Azkia baru mandi ketika sudah membantu Deffin mulai dari ujung rambut hingga memasangkan sepatu. Setelah sarapan mereka akan pulang ke rumah.
***
Drama sebagai istri terus berlanjut hingga akan tidur, Deffin melakukan berbagai cara agar Azkia terus menempel padanya, dia seharian tidak beranjak dari ruang tv, bahkan Deffin melakukan pekerjaan juga di ruang tv, bukan di ruang kerjanya.
Ketika Deffin memeriksa laporan lewat laptopnya, dia memaksa Azkia tidur menggunakan pahanya sebagai bantal untuk menonton TV, walaupun sebenarnya mata Azkia sibuk dengan ponselnya.
Ketika Deffin sudah selesai, gantian Deffin menggunakan paha Azkia untuk dijadikan bantal ketika menonton TV.
Aturan tertulis itu benar benar membuat Azkia tidak bisa berkutik, meski beberapa kali mencoba membujuk untuk pindah ke kamar karena malu, Deffin tetap tidak menggubris.
Ancaman akan mengulangi kejadian waktu di hotel yang akhirnya membuat Azkia bungkam,
wajah Azkia mendadak memerah karena malu dan kesal. Azkia merutuki kebodohannya sendiri, bagaimana dia bisa terlena ketika Deffin mengerjainya waktu itu?
*******
Malam hari ketika akan tidur.
"Ayo, pijat aku. Dari tadi hanya bengong saja." Sudah siap dengan posisi tengkurap dan hanya memakai celana boxer saja.

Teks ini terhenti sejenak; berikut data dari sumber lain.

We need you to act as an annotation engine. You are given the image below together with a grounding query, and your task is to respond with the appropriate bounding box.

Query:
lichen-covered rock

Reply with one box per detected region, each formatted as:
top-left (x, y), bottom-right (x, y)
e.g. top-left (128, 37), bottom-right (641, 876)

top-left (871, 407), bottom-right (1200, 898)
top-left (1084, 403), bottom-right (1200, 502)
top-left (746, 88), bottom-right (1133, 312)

"Gila ya, aku disuruh memijat kamu yang tidak pakai baju, tapi tubuhmu kok bisa putih mulus gitu seperti perempuan saja," gumam Azkia yang terpaksa meletakkan tangannya di punggung suaminya untuk mulai memijat.
Azkia memijat Deffin hingga tidur, itulah tugas akhir dia. Setelah memastikan Deffin sudah tidur, dia menyusul Deffin yang terbaring di sampingnya, lalu kemudian Azkia menatap wajah tampan tersebut.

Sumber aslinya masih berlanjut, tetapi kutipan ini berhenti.